Mainly because many of us carry chaos inside us that is unresolved. This chaos creates a level of discomfort, dis-ease. When we hit up against the raw places inside us, we have a choice: numb or respond.

It takes courage to respond. It takes courage to feel. It takes courage to put our phones down and look up at the world. It takes courage to get up off the couch.

It takes courage to make one small step in the right direction.

We get stymied because we assume acts of courage are sweeping declarations or 180-degree resolutions when, I believe, courage is really about taking the very next step in front of us.

When we take that next right step, our one part courage is met with a thousand parts God’s grace. And we can make a long journey that way. One little step at a time.

I’ve seen this truth in my own life. Transformation happens in small steps of courage. One after the other.

Is there a next step in your life that God’s been nudging you to consider? Seeing a doctor. Going to a meeting. Calling that friend. Acknowledging a desire. Surrendering a dream. Taking a prayer walk. Meeting with a counselor. Signing up for a group.

Could you, in an act of courage, turn toward that next step today?

We come into contact with our own discomfort. We respond by taking one small step. We believe (even in our unbelief) that our small step of courage will be met with God’s limitless grace. And we find that we can make a long journey one incremental step at a time.

I believe in you.



“Time spent dedicated to your creativity equals time spent dedicated to creating a more whole version of yourself. It is through the process of listening to your intuition and responding in a fully expressive way that we discover and return to our most authentic selves.” Flora Bowley

Today, on the eve of July 4th, 2013, I’m thinking about freedom.

I’ve been reading this beautiful book called Brave Intuitive Painting in which the author Flora Bowley outlines a process to help you begin painting from a very intuitive place, the kind of place that eludes control or manipulation or shoulds. Along the way, she provides a great deal of encouragement on how to access and loose our intuitive self.

Inside everyone of us, there is a much wilder, freer, and more intuitive version of ourselves. She is where possibilities reside. She is where, I’m convinced, some of our greatest truths reside.

Too many of us have suppressed or denied or ignored her. We’ve gagged her with Doritos and Diet Coke. We’ve covered her up with bronzer. We’ve smothered her with layers and layers of trying-too-hard. We’ve abandoned her in favor of the shoulds.

Sadly, we’ve also allowed misguided thinking in our Christian tradition to convince us that the human “self” is to be treated as a suspect instead of a guide. We’ve been told that our depravity makes us unreliable in every way including our observations, desires, and intuitions.

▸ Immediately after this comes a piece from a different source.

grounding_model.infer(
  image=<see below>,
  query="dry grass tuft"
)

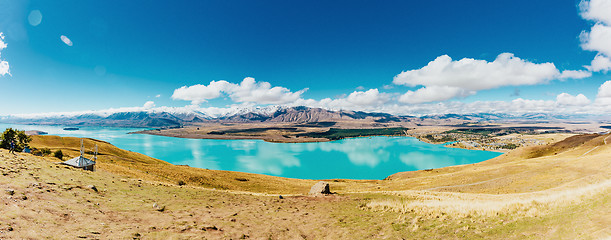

Have you believed that good Christians silence the self?

My poet-sage Maya Angelou says, “There is no greater agony than bearing an untold story inside you.”

My intuitive self has a story to tell if I will create the time and space to listen, if I will engage in activities and practices that bring her out instead of stifle her.

She is our soul voice, the spring from which our truest and most prophetic offering will flow. She will guide us toward real living and not just following the crowd.

I don’t want to live with an untold story inside me. No one does. That’s marking time; that’s not being alive.

If you get very quiet, if you flow into a more creative and soulful space, what does your authentic self have to say? Is it possible that we could begin to set her free?